Though the list is endless, here are some more of my favorite foods I’ve had so far:
- Kao Clook Gapi (Fried rice mixed with shrimp paste)- Not your typical fried rice, it’s tossed with a paste made from tiny shrimps that gives it a great flavor. The best part, however, is the surrounding toppings: fresh chopped cucumber, green mango, long beans, shallots, green & red Thai chilis, sweetened pork, a shredded Thai omelette, and a squeeze of lime. Paired with an icy pineapple shake, this is my absolute favorite lunch dish: crunchy, fresh, and filling.
- Tom Yum Goong (Thai hot and sour soup with shrimp)- This might be my favorite soup of all time.

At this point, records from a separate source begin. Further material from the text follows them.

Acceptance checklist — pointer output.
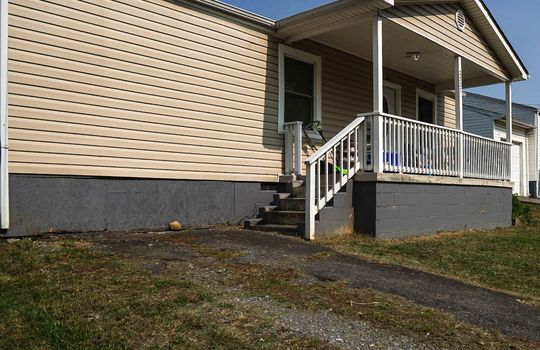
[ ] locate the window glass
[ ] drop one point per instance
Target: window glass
(299, 90)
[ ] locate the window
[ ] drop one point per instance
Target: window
(299, 86)
(426, 107)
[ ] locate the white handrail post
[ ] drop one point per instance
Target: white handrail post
(310, 202)
(509, 122)
(458, 81)
(4, 172)
(376, 144)
(298, 147)
(288, 153)
(377, 130)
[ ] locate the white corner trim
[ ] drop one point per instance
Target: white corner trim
(287, 51)
(396, 87)
(4, 184)
(428, 96)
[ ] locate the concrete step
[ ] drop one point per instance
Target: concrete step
(251, 223)
(283, 217)
(295, 204)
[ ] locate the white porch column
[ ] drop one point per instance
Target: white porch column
(508, 112)
(4, 181)
(458, 88)
(509, 124)
(377, 95)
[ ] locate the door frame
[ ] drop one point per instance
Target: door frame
(428, 96)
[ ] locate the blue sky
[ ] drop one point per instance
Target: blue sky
(520, 21)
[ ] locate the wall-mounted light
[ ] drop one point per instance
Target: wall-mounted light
(415, 55)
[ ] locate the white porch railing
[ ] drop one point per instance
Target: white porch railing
(386, 143)
(486, 158)
(331, 167)
(293, 148)
(413, 147)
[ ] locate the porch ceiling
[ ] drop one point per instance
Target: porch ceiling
(435, 65)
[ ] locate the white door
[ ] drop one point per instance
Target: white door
(517, 166)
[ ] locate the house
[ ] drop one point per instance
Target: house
(486, 116)
(127, 114)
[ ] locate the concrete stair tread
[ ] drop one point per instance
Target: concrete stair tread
(268, 208)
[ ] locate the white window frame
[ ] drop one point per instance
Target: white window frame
(396, 87)
(287, 51)
(432, 97)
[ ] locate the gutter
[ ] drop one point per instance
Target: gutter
(237, 12)
(4, 175)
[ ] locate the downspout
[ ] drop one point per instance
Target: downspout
(4, 180)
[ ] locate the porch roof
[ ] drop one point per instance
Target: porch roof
(345, 25)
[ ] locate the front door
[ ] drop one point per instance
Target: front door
(390, 100)
(426, 110)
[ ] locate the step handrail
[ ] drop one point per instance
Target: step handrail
(336, 139)
(331, 167)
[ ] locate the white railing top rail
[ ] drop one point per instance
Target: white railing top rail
(409, 120)
(486, 138)
(435, 126)
(292, 123)
(334, 140)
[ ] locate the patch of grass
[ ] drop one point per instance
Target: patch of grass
(501, 259)
(67, 296)
(191, 242)
(427, 325)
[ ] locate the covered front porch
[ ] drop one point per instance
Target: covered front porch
(425, 140)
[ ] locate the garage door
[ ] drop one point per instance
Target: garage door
(517, 165)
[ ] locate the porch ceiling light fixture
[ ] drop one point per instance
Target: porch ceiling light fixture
(415, 55)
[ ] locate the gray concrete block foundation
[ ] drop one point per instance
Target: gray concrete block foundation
(40, 204)
(394, 210)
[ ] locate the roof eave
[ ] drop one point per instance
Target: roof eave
(237, 12)
(515, 57)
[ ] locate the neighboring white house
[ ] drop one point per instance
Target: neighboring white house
(485, 116)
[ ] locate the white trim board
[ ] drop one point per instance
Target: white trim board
(396, 87)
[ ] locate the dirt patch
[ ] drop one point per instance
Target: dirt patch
(288, 262)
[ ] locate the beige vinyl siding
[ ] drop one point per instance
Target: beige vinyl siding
(140, 89)
(437, 23)
(347, 88)
(447, 110)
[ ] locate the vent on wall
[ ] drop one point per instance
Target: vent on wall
(460, 20)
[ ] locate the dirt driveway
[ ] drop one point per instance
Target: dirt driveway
(200, 253)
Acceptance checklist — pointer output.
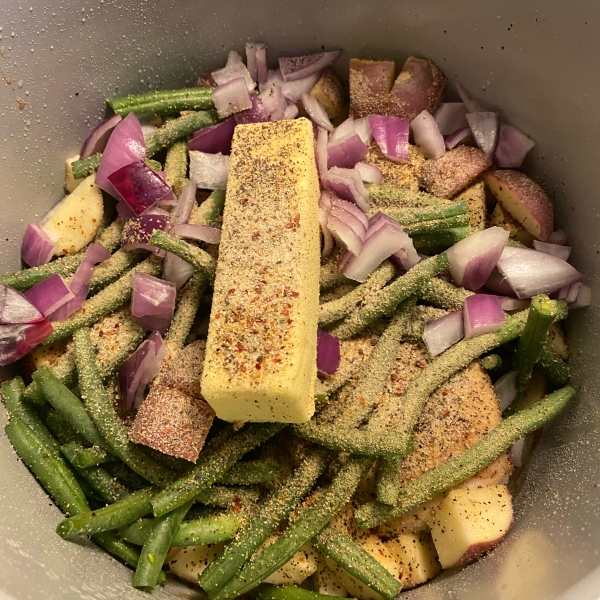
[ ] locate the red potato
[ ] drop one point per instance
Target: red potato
(328, 91)
(173, 423)
(418, 87)
(524, 199)
(470, 523)
(448, 175)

You can smell it coming; the broth is intensely flavored with lemongrass, galangal root, kaffir lime leaves, fish sauce, and plenty of chilis, with big floating chunks of tomatoes, onions, mushrooms, and shrimp. If spicy food isn’t your thing, don’t get this dish (this is another dish that will make your nose run). Each tom yum soup I’ve tried has tasted slightly different and it’s fun to compare each recipe.
- Ratna Moo (Thai-style noodles in gravy with pork)- Thailand has a lot of noodle soups, but this one is unique. It consists of wide rice noodles in a warm thick “gravy” sauce with juicy pork, dark leafy greens, mushrooms, baby corn, and carrots; it has a very sticky, oozy texture and is easily slurpable. You can add peppers or vinegar to get the heat/sourness to your liking. I want to learn how to make this comforting dish to get me through the upcoming Michigan winter.
- Pad Grapao Moo Kai Dow (Spicy pork with Thai basil and a fried egg on top)- this is a quintessential (and extremely popular) Thai dish. After a long morning of working and sweating in the tropical heat, this lunch gives you a protein punch with the stir-fried pork, freshness from the basil, a blast of peppery spiciness, and the fried egg brings it all together once you break into the oozy yolk and mix it all up.
- Lahp (minced meat salad)- This Northern dish is usually made with minced pork (pork seems to be the most popular meat in Thailand), chopped shallots, cilantro, mint, some magical mix of spices, and lime juice. It’s a bright fresh contrast to the heavier stir-fries and curries I eat daily.
If you can’t tell from the descriptions above, Thai food is very meat-heavy with rice or noodles in almost every meal. People have asked what food I miss the most. Without question, bread and cheese. I reached a point where I had a dream about a sandwich. Not just any sandwich, but the veggie sandwich from Alon’s Bakery in Atlanta (my hometown): thick fresh-baked bread, slices of roasted red pepper, eggplant, and tomato, garlicky basil pesto, and the pièce de résistance, a mile high slice of fresh mozzarella cheese. I woke up from this dream with drool running out of my mouth and the drool has returned full-force at this very moment (I wish I was joking).
Trying so many new foods has been a lot of fun, despite the fact that most of the time I have no idea what I’m ordering or pointing to. Even if it looks questionable, I’ve learned to drop any hesitations and dig into it because odds are, in Thailand, it will be delicious. I just make sure to have a glass of water ready in case a sneaky Thai chili is lurking!